Assessment Library

Developmental Screening for Toddlers and Young Children

If you’re wondering about speech, motor, social, or overall milestone progress, get clear next-step guidance based on your child’s age and concerns. Answer a few questions to explore whether child developmental screening may be helpful.

Start a developmental screening assessment

Tell us what you’re noticing so we can provide personalized guidance on screening for developmental delays, milestone concerns, and when to seek pediatric developmental screening.

What is the main reason you’re considering developmental screening right now?
Takes about 2 minutes Personalized summary Private

When developmental screening can help

Early developmental screening can be useful when a child seems to be missing milestones, communication is slower than expected, motor skills feel behind, or social and behavior patterns raise questions. It can also help when a pediatrician, teacher, or caregiver has suggested a closer look. Screening is not about labeling your child quickly—it’s a structured way to understand whether more observation, support, or follow-up may be appropriate.

Common reasons parents look for developmental milestone screening

Speech or language concerns

You may be noticing fewer words, difficulty following simple directions, limited gestures, or slower communication growth than expected for your child’s age.

Motor skill delays

Questions about crawling, walking, balance, hand use, coordination, or other physical milestones often lead families to seek screening for speech and motor delays.

Social, behavior, or autism-related concerns

Limited eye contact, reduced response to name, repetitive behaviors, or challenges with play and interaction can prompt autism and developmental screening conversations.

What developmental screening can tell you

Whether concerns match typical screening triggers

A screening can help identify whether the patterns you’re seeing are common reasons for follow-up with a pediatric provider or early intervention service.

Which developmental areas may need closer attention

It can highlight concerns related to language, motor development, learning, behavior, or social communication so you can focus on the right next step.

How soon to seek support

If you’re unsure when to get developmental screening, age, symptom pattern, and how long concerns have been present can help guide timing.

Why early attention matters

Parents are often the first to notice subtle changes or missed milestones.

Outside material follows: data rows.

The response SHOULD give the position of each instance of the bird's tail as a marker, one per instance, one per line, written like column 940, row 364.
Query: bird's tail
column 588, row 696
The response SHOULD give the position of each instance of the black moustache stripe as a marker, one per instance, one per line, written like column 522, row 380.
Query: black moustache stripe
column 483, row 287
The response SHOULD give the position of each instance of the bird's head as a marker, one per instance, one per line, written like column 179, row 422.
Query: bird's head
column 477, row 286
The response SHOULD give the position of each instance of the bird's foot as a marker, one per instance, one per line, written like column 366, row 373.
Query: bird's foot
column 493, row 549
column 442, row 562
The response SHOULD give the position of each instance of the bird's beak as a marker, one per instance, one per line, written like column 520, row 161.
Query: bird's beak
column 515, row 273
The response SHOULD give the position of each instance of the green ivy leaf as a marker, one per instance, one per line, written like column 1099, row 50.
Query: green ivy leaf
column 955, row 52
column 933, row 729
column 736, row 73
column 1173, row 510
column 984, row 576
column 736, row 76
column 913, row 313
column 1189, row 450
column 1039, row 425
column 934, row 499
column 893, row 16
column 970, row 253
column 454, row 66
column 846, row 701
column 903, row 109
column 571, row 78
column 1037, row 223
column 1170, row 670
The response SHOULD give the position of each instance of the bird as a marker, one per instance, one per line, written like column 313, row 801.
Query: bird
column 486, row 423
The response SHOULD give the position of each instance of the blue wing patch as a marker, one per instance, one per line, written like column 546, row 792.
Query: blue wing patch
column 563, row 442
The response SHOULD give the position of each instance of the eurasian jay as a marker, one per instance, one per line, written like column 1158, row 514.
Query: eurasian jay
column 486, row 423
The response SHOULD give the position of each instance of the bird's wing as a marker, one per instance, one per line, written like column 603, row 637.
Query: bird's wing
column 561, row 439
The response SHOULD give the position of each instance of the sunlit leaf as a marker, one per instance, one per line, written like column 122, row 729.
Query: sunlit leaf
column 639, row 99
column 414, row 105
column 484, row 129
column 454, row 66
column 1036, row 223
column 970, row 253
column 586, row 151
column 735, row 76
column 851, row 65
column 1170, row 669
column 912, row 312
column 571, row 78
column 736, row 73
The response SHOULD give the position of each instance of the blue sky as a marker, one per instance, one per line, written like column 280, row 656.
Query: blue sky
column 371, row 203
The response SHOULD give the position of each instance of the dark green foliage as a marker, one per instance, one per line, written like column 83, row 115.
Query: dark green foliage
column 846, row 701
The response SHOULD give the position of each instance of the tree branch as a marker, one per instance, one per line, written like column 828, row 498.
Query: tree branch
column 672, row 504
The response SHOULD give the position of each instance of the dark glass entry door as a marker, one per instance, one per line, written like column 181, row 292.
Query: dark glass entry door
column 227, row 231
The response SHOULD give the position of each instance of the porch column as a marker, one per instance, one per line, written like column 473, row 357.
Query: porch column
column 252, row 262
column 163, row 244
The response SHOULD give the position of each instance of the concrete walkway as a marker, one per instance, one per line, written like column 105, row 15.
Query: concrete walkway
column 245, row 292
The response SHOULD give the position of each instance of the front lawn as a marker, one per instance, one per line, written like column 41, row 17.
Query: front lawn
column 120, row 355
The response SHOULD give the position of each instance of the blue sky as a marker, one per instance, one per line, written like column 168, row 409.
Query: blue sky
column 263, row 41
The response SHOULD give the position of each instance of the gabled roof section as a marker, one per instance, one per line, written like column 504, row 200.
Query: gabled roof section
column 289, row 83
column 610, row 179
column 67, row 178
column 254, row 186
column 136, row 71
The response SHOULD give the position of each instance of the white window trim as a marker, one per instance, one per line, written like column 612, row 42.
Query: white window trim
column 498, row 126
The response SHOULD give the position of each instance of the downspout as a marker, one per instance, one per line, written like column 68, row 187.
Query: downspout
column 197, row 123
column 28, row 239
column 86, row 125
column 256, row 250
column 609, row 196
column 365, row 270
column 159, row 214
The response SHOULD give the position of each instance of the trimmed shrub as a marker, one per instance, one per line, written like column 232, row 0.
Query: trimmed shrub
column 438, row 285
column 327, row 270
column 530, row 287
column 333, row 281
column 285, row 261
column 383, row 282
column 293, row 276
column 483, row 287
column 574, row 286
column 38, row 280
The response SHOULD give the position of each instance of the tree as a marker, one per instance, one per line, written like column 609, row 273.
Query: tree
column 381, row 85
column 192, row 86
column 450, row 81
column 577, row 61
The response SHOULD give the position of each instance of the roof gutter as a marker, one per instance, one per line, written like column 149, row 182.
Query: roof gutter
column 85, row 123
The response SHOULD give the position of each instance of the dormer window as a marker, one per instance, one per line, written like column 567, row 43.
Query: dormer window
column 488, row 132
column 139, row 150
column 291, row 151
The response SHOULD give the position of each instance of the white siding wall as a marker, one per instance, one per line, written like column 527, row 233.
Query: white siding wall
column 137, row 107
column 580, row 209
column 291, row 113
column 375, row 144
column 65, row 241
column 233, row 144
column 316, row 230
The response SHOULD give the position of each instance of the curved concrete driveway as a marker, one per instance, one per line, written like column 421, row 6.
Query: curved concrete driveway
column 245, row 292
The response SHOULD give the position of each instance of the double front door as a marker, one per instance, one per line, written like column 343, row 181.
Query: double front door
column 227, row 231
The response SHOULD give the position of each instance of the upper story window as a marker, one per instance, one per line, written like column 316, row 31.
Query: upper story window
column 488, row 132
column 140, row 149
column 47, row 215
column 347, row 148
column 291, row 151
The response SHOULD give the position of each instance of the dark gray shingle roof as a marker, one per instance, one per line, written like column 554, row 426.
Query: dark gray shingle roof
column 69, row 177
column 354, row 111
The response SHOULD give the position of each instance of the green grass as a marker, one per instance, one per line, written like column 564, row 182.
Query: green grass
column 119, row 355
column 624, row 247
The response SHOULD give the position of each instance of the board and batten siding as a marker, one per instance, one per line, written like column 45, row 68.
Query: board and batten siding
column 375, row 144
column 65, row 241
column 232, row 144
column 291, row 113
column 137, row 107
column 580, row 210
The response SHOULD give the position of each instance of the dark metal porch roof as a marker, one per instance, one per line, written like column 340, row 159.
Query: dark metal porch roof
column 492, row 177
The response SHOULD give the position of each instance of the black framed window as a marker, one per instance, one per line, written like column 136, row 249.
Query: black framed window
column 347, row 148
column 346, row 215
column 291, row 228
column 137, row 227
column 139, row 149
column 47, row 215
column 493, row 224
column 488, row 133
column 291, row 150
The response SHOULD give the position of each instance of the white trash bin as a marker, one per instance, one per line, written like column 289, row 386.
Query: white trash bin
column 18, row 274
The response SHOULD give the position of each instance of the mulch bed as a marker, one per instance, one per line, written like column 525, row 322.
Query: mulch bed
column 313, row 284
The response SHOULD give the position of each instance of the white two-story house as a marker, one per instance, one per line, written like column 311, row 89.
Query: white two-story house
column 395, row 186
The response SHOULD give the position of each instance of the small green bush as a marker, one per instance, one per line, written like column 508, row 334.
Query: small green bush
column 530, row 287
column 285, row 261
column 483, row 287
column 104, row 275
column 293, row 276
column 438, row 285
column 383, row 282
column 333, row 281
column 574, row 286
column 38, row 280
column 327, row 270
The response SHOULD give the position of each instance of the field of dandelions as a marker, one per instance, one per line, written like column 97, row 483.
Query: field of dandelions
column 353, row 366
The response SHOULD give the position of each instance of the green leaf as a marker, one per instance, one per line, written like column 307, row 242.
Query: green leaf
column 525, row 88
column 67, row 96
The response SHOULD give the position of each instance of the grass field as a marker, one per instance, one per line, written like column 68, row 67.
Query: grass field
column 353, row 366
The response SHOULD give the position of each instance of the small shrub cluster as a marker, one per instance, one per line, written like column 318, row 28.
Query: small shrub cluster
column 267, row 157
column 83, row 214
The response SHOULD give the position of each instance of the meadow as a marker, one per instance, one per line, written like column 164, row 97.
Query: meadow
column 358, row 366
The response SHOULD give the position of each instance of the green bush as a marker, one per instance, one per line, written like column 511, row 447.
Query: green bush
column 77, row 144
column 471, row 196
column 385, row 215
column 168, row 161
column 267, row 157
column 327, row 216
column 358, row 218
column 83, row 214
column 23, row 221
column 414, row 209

Acting early does not mean assuming the worst—it means gathering information while support can be most effective. Pediatric developmental screening is commonly used to decide whether reassurance, monitoring, or a more complete evaluation makes sense.

How to prepare for a screening conversation

Note specific examples

Write down the milestones, behaviors, or skills that concern you, including when you first noticed them and whether they are improving, staying the same, or becoming more noticeable.

Compare across settings

Think about what your child does at home, daycare, preschool, and with relatives. Patterns across settings can be helpful during child developmental screening.

Bring parent observations

A developmental screening questionnaire for parents often relies on your day-to-day observations, so your input is an important part of the process.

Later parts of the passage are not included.